O erro é grotesco. A confissão é dias antes ou depois da indulgência, não do pecado! Antes mesmo de eu ler o texto na Canção Nova, o Jorge Ferraz já tinha cantado essa bola: a de que o padre estivesse se referindo a indulgências, que de algum modo a imprensa entendeu como "perdão dos pecados". O que não é surpreendente, já que muitíssimas vezes vi essa confusão nos jornais.

(Desculpem, não achei as reproduções detalhadas dos outros pecados segundo Bosch)


Mas bem que podiam incluir na listinha "distorcer informações sobre a Igreja"...

4 comentários:

Anônimo disse...

Puxa, pena que não salvei a matéria do L'Osservatore Romano (é redundante dizer "o L'Osservatore", como dizer "os The Beatles"?) para depois descobrir, tardiamente, que o jornal não guarda um arquivo eletrônico das edições passadas.

É impressionante como tanto jornal -- Folha Online, FSP, Correio Braziliense, sem falar nos televisivos Jornal Nacional, Jornal da Band -- repete esses disparates feito maritaca sem checar a informação.
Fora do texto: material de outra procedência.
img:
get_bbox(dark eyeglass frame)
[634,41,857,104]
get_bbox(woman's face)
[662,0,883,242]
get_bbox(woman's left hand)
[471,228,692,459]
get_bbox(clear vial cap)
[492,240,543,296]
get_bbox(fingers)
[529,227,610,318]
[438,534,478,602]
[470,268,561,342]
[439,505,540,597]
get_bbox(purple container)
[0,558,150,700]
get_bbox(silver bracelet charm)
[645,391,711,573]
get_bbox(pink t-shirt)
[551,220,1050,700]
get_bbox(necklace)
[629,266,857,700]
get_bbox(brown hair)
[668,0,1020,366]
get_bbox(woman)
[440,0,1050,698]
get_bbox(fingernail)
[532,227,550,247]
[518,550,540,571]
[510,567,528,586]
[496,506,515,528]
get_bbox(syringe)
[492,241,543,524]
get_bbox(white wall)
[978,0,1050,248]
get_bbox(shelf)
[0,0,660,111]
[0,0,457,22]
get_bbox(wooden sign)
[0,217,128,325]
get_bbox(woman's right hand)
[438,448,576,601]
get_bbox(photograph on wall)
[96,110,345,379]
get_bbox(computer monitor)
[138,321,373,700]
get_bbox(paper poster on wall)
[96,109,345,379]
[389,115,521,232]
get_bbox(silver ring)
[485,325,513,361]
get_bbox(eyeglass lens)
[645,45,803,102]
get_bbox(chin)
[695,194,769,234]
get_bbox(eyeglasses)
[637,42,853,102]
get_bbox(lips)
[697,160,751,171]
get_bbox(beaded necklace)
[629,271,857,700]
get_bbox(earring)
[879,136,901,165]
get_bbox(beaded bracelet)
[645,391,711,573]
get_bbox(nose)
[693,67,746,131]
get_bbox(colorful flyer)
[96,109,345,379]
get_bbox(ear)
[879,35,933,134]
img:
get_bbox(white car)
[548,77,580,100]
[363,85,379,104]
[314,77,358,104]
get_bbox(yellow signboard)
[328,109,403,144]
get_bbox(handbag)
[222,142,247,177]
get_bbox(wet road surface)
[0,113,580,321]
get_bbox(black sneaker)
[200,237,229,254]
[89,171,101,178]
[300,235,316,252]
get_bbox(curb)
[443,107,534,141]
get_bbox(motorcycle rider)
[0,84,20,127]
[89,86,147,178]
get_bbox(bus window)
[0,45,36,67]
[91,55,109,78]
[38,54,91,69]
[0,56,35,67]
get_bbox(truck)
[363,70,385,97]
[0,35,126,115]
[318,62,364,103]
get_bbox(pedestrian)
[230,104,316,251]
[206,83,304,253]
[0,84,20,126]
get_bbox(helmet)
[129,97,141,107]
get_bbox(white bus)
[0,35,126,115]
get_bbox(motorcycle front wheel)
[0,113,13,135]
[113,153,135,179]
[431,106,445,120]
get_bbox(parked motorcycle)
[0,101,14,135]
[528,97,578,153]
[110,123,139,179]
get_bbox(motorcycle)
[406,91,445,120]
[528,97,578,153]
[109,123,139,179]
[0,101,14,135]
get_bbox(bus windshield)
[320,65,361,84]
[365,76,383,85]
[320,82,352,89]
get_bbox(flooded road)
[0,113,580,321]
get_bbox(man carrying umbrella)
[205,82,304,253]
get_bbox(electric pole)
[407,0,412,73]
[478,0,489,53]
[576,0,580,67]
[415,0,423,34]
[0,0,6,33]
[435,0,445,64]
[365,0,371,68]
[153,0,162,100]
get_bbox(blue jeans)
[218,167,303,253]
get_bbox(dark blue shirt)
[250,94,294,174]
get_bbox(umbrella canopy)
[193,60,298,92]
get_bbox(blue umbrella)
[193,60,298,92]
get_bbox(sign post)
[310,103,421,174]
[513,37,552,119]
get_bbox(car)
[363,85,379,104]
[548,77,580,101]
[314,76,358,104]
Checar os dados e fontes é um mínimo que o jornalista tem obrigação de fazer, e eles não cumprem sequer o mínimo? Que credibilidade podemos dar a essas pessoas?

tht disse...

Em matéria religiosa, a Imprensa é tão eficiente em ser ineficiente que foi difícil até pra encontrar a informação original e entender o que foi dito... É o ápice.

Ecclesiae Dei disse...

Meu Deus, a que ponto chegamos! Devemos pensar que o que a imprensa divulga de tão grosseiramente equivocado é burrice ou pura safadeza:Já está ficando difícil acreditar na primeira opção.
Abraços
João Batista

Alexandre Magno disse...

Marcio escreve:

"Eu fico com o pé atrás em relação a isso: 'pecado social' é um conceito que a TL adora, porque o 'pecado de todo mundo' acaba virando o pecado de ninguém, e a responsabilidade individual vai pro espaço - podemos ver isso em alguns folhetinhos de missa, quando no ato penitencial as pessoas são levadas a pedir perdão pelo pecado dos outros, pelo pecado da comunidade, mas nunca pelo próprio pecado. Na verdade, o Vaticano fala de pecados individuais com conseqüências sociais." (negrito meu)

O Catecismo diz:

"§1868. O pecado é um ato pessoal. Além disso, temos responsabilidade nos pecados cometidos por outros, quando neles cooperamos:
—participando neles direta e voluntariamente;
— mandando, aconselhando, louvando ou aprovando esses pecados;
— não os revelando ou não os impedindo, quando a isso somos obrigados;
— protegendo os que fazem o mal.
§1869. Assim, o pecado torna os homens cúmplices uns dos outros, faz reinar entre eles a concupiscência, a violência e a injustiça, Os pecados provocam situações sociais e instituições contrarias à bondade divina. As 'estruturas de pecado' são a expressão e o efeito dos pecados pessoais. Induzem suas vítimas a cometer, por sua vez, o mal. Em sentido analógico, constituem um 'pecado social'."
(negrito meu)

O Vaticano fala de pecados individuais (pecados pessoais, segundo o n. 1869 do Catecismo) com conseqüências sociais, mas também usa, analogicamente, a expressão "pecado social". Se a Teologia da Libertação possui um outro conceito para a expressão "pecado social", temos a opção de descobrir as diferenças entre um emprego e outro. Isso não me parece tão simples e direto como o que foi dito por Marcio sobre o "pecado de todo de mundo".